O Espelho Diamantino, para as senhoras brasileiras

quarta-feira, 20 de maio de 2020.
Notícia
Espelho diamantino, senhoras brasileiras, moda, belas artes, Fundação Biblioteca nacional
“Periodico de política, litteratura, bellas artes, theatro e modas dedicado às senhoras brasileiras”. Assim era definido O Espelho Diamantino, o primeiro órgão da imprensa brasileira voltado ao público feminino da Corte, lançado em 20 de setembro de 1827.

Dando destaque à moda e às belas artes, temas que, seguindo o raciocínio patriarcal, interessavam às mulheres, buscava também apresentar às mesmas noções básicas de conhecimento político, cultural e científico. Podia parecer um avanço e tanto para um Brasil recém independente. No entanto, era editado por um homem, jamais tendo dado voz a seu público-alvo.

O Espelho Diamantino saiu pela Imperial Typographia de Pierre Plancher-Seignot, que chegou a rodar um prospecto dias antes, para introduzir a imensa novidade ao público. Seu responsável, o tipógrafo francês de inclinações liberais Pierre René François Plancher de La Noé, havia debutado na imprensa brasileira em 1824, com O Spectador Brasileiro, tendo abandonado esse projeto em 1827 por conta de uma represália governamental a seu conteúdo – embora se tratasse de uma folha estritamente governista.

No mesmo ano de 1827, então, Plancher se dedicou a periódicos que teriam linha política mais amena: em abril lançou L’Independant, o primeiro jornal francófono brasileiro, e a partir de outubro se engajou na impressão do longevo Jornal do Commercio, que praticamente deixaria de lado questões políticas para se dedicar ao tema da economia. O Espelho Diamantino foi, afinal, outro projeto editorial de Plancher para aquele momento. Mas, possivelmente pela energia despendida no Jornal do Commercio, a publicação de modas não foi mantida por muito tempo, tendo sido publicada somente até sua 14ª edição, de 28 de abril de 1828.

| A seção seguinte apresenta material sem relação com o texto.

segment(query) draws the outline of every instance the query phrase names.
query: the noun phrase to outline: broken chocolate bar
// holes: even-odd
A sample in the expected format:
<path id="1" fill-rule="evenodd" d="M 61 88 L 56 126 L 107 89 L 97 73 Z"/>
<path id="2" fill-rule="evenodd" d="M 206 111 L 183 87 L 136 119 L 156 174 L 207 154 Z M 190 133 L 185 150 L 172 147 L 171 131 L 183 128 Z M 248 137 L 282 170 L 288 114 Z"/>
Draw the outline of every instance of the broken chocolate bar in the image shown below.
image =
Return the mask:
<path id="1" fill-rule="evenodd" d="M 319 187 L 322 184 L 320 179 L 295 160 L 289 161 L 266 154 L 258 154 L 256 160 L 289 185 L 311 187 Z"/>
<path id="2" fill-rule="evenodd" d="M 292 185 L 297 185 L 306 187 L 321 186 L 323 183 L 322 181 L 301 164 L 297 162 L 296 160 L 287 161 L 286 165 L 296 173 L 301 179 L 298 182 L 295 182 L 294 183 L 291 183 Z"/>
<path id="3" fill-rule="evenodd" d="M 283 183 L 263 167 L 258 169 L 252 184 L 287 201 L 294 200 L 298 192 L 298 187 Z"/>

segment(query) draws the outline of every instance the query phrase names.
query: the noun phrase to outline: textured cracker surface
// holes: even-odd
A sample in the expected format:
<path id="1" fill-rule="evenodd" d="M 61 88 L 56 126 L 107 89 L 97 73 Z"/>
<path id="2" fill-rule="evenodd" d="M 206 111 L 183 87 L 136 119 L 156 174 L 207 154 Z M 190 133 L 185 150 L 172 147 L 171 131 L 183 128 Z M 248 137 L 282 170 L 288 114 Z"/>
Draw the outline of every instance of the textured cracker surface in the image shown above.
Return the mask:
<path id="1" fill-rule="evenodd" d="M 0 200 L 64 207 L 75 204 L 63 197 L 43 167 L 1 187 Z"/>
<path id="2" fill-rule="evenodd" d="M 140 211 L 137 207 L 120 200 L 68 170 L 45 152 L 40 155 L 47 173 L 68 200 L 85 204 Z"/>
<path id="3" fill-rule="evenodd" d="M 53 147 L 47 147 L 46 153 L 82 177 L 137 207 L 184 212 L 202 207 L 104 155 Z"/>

O Espelho Diamantino foi lançado já ao fim do Primeiro Reinado, momento em que o processo de Independência se concluía e que o passo seguinte era claro: ascender o Brasil junto às demais nações civilizadas. Nesse contexto a imprensa periódica, no que representava junto aos espaços de debate público, era uma ferramenta valorosa. Ao levantar a discussão sobre o papel feminino na nação recém-independente, tomando como exemplo publicações periódicas europeias que existiam já há algum tempo, a iniciativa de Plancher atingia uma posição singular.

Conforme os costumes da época, o francês assinava seus textos n’O Espelho Diamantino com um pseudônimo: Julio Floro das Palmeiras. Ali, todavia, defendia a instrução das senhoras da Corte, refletida na postura editorial de apresentar ao público feminino temas de ordem política, científica e cultural, mas sem deixar de lado a moda, assunto atribuível ao gosto do “bello sexo”.

Na seção “Annaes da virtude”, o redator dava pequenos relatos biográficos que serviam de exemplos de mulheres virtuosas ao longo da História: suas façanhas, no caso, deveriam servir de modelos de empoderamento feminino. Ainda assim, a emancipação da mulher conforme O Espelho pregava era relativa, distando muito de noções contemporâneas de igualdade entre os sexos, algo ainda absolutamente fora de questão. O pensamento impresso em suas páginas era, em verdade, recheado de suposições masculinas sobre como a mulher civilizada, ideal, deveria ser: menos rígida à estrutura moral opressora do passado, mas sem interferir nos campos onde o homem desempenha seu papel social.

Fisicamente, O Espelho Diamantino era bem diferente das demais publicações

periódicas de sua época. Seu formato era o de uma mescla entre jornal e revista e era impresso sem divisão textual em colunas, em caracteres grandes. Sem falar no número de páginas: cada edição tinha cerca de 20, contra as costumeiras quatro páginas por edição, do restante dos jornais.

Além de O Espelho e de outros periódicos, a tipografia de Pierre Plancher, que se localizava no nº 95 da Rua do Ouvidor, imprimia panfletos informativos, calendários, libretos de ópera, entre outras coisas, sendo também uma forte casa comercial de livros, sobretudo obras francesas – mas também vendia bilhetes do teatro e remédios importados da Europa.